# Schooling in Greece



## Sapman (Jul 10, 2020)

We are considering a possible move to Greece for a few years. We have spent a lot of time there( every summer for ~15 years), but only once outside of June to September. We have three children (2x5 y.o. and 1x10y.o.) that have a rudimentary grasp of the language that they learned in Greek School in the US. What are our options for schools? 

We are hoping to stay close to family in Kalamata, but are open to other locations. 

Also-we all have EU citizenship.

TIA


----------



## liviawilson (Jul 15, 2020)

*Schools in Greece*

My hubby is promoted to a senior expat position in Athens, Greece. We'll be moving with our 3 children (boy 10, twin girls 7) from west London in January. We are currently checking out options re schooling and housing and would be grateful for input from expat families in Greece about international/ British schooling options and housing. We heard there were 3 main options in the Attica region, St Catherine's British School, Campion School and the American School.

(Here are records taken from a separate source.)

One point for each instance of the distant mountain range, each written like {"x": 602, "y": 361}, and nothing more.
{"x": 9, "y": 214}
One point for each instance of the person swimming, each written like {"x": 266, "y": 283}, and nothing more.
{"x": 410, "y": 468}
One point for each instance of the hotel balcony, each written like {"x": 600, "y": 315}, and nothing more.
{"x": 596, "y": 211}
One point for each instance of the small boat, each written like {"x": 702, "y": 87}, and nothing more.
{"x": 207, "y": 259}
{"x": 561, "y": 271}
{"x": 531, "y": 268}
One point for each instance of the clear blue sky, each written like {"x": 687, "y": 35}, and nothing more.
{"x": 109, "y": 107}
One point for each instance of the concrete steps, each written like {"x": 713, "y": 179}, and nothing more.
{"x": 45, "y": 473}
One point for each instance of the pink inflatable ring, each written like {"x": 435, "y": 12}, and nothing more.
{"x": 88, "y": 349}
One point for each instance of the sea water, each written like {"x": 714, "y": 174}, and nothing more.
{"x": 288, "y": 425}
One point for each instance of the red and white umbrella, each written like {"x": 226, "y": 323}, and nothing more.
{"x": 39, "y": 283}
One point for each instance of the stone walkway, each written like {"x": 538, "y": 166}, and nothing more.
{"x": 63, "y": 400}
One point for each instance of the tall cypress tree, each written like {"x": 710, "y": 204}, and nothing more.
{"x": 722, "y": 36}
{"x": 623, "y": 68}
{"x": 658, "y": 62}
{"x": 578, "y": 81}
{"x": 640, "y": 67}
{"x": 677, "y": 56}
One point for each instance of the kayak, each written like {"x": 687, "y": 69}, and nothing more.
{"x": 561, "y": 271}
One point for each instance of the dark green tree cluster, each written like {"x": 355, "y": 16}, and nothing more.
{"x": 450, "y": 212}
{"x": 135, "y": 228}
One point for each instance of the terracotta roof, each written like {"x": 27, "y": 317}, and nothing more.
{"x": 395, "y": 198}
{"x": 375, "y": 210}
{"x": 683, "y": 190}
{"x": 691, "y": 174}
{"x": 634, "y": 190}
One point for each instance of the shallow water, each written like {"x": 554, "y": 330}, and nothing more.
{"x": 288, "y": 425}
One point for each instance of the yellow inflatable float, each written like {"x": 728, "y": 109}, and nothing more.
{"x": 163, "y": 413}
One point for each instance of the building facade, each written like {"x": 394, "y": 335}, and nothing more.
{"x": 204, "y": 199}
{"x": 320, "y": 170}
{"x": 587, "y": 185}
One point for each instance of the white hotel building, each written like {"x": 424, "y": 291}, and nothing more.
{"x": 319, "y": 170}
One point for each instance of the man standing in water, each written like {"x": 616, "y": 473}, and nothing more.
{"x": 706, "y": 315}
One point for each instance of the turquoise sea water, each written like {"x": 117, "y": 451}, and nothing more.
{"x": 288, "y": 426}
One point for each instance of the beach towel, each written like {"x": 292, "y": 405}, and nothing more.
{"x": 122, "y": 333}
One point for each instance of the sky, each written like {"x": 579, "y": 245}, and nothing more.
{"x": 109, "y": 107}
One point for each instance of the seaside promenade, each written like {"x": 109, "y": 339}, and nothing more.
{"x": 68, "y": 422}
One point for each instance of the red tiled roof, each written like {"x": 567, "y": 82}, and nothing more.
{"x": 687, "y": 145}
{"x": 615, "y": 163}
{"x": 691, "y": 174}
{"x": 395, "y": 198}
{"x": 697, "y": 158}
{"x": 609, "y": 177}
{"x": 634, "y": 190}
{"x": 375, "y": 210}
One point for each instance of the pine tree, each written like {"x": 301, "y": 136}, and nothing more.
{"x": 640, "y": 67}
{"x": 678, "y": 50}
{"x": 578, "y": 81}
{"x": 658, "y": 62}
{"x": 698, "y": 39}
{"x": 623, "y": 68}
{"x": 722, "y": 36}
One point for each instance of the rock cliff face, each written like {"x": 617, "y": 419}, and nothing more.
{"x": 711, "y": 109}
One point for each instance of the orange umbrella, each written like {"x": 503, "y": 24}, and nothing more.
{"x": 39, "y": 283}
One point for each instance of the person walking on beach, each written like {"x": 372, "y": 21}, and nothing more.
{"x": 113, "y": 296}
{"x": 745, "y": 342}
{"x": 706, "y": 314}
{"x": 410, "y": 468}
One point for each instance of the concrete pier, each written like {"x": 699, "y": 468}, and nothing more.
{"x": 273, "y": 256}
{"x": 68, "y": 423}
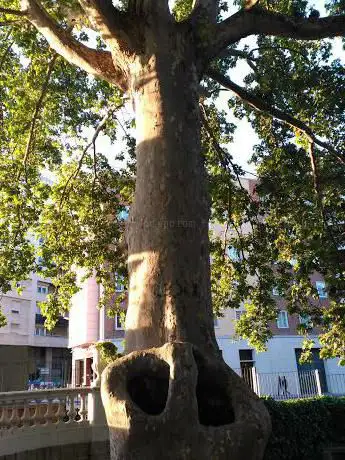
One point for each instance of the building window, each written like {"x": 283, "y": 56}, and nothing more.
{"x": 305, "y": 320}
{"x": 42, "y": 289}
{"x": 118, "y": 323}
{"x": 321, "y": 289}
{"x": 282, "y": 321}
{"x": 238, "y": 314}
{"x": 275, "y": 291}
{"x": 39, "y": 330}
{"x": 119, "y": 283}
{"x": 234, "y": 254}
{"x": 123, "y": 215}
{"x": 247, "y": 364}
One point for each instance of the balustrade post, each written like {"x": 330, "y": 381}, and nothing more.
{"x": 96, "y": 414}
{"x": 318, "y": 382}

Our children having followed the UK curriculum at a private school here, the US school option doesn't make sense. 

What do you think of the other two options? Our main worry atm is that though St Catherine's British School was our first choice, we heard through one of our Greek friends here in London & through an expat family returning from Greece, that there is frequent bullying there and close to no response from the school's administrators or staff to it. Amongst other things, they both mentioned the school taught English at an ESL level having to cater for a majority of non-native children and that tutoring will be needed when we return to the UK to bridge the gap in math also. Have you heard anything about all of this?? Campion we haven't had particular feedback to date, so we'd definetely value input on this school or on any other options to consider and specific details in terms of curriculum achievements and general atmosphere.

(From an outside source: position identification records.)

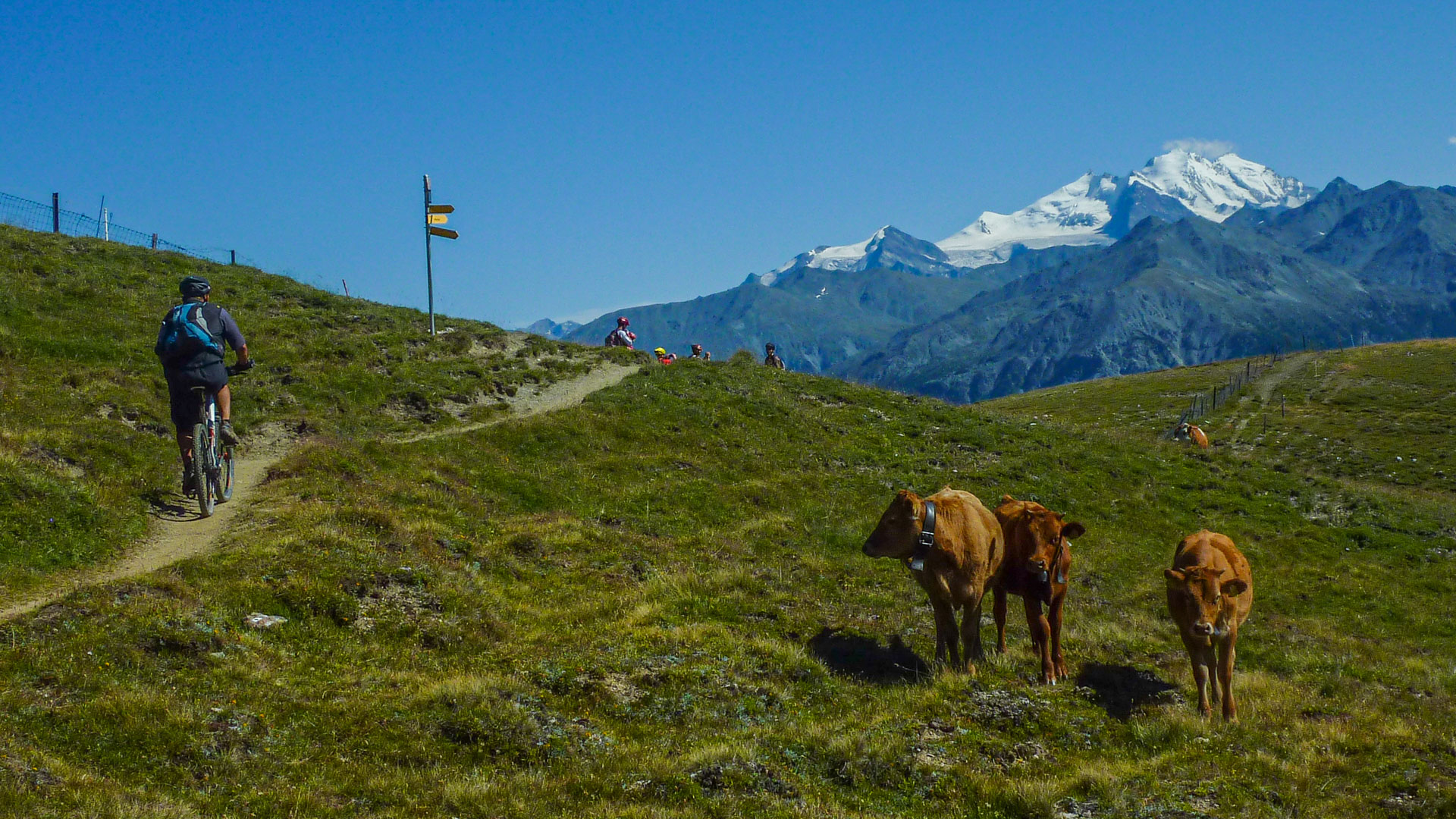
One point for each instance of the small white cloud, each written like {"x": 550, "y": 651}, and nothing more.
{"x": 1212, "y": 149}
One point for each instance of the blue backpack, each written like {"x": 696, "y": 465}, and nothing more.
{"x": 185, "y": 335}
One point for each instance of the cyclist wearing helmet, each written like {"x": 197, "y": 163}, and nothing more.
{"x": 620, "y": 337}
{"x": 770, "y": 357}
{"x": 194, "y": 362}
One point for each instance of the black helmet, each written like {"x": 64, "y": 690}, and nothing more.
{"x": 194, "y": 286}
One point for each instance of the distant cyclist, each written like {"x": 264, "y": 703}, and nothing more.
{"x": 770, "y": 357}
{"x": 620, "y": 337}
{"x": 191, "y": 349}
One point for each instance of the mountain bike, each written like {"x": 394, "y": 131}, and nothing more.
{"x": 213, "y": 463}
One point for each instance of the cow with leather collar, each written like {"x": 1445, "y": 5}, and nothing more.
{"x": 957, "y": 567}
{"x": 1038, "y": 563}
{"x": 1210, "y": 592}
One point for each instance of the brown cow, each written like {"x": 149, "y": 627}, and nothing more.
{"x": 960, "y": 566}
{"x": 1190, "y": 431}
{"x": 1038, "y": 560}
{"x": 1210, "y": 591}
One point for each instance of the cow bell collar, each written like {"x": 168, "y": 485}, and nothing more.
{"x": 1056, "y": 564}
{"x": 925, "y": 541}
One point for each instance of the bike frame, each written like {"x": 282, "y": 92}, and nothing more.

Also, we are looking for info on best places to live, we heard Psichiko and Filothei (hubby would be working in Chalandri) are nice and that we could get nice housing with a pool there. 

Thank you!!

LIVIA


----------



## liviawilson (Jul 15, 2020)

My hubby is promoted to a senior expat position in Athens, Greece. We'll be moving with our 3 children (boy 10, twin girls 7) from west London in January. We are currently checking out options re schooling and housing and would be grateful for input from expat families in Greece about international/ British schooling options and housing. We heard there were 3 main options in the Attica region, St Catherine's British School, Campion School and the American School. Our children having followed the UK curriculum at a private school here, the US school option doesn't make sense. 

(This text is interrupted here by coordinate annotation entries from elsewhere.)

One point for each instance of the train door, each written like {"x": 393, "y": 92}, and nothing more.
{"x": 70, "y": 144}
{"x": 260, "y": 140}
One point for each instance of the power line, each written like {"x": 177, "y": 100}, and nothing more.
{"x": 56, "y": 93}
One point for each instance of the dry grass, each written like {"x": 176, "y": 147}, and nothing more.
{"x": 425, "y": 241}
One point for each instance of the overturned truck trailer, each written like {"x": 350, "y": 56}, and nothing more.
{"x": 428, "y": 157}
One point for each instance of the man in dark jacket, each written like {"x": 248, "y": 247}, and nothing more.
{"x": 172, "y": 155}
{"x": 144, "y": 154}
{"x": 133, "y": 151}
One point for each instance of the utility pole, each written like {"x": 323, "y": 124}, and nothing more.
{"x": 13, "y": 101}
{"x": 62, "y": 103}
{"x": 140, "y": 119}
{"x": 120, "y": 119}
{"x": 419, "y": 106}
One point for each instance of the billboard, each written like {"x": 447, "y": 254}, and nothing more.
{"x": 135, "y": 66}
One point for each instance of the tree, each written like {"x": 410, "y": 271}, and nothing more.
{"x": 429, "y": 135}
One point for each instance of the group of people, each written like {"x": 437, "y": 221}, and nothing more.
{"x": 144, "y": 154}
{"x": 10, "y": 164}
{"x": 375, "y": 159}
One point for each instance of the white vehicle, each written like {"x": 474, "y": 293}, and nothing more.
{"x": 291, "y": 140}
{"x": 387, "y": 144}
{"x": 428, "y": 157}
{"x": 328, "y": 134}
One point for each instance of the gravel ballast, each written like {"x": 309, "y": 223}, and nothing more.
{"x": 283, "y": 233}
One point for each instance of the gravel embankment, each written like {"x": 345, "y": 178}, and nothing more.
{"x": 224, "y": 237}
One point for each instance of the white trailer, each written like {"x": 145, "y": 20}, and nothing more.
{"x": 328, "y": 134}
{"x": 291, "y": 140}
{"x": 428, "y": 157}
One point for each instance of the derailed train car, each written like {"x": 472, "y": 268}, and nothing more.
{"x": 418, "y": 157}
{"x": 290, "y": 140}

What do you think of the other two options? Our main worry atm is that though St Catherine's British School was our first choice, we heard through one of our Greek friends here in London & through an expat family returning from Greece, that there is frequent bullying there and close to no response from the school's administrators or staff to it. Amongst other things, they both mentioned the school taught English at an ESL level having to cater for a majority of non-native children and that tutoring will be needed when we return to the UK to bridge the gap in math also. Have you heard anything about all of this?? Campion we haven't had particular feedback to date, so we'd definitely value input on this school or on any other options to consider and specific details in terms of curriculum achievements and general atmosphere.

Also, we are looking for info on best places to live, we heard Psichiko and Filothei (hubby would be working in Chalandri) are nice and that we could get nice housing with a pool there. 

Thank you!!

LIVIA


----------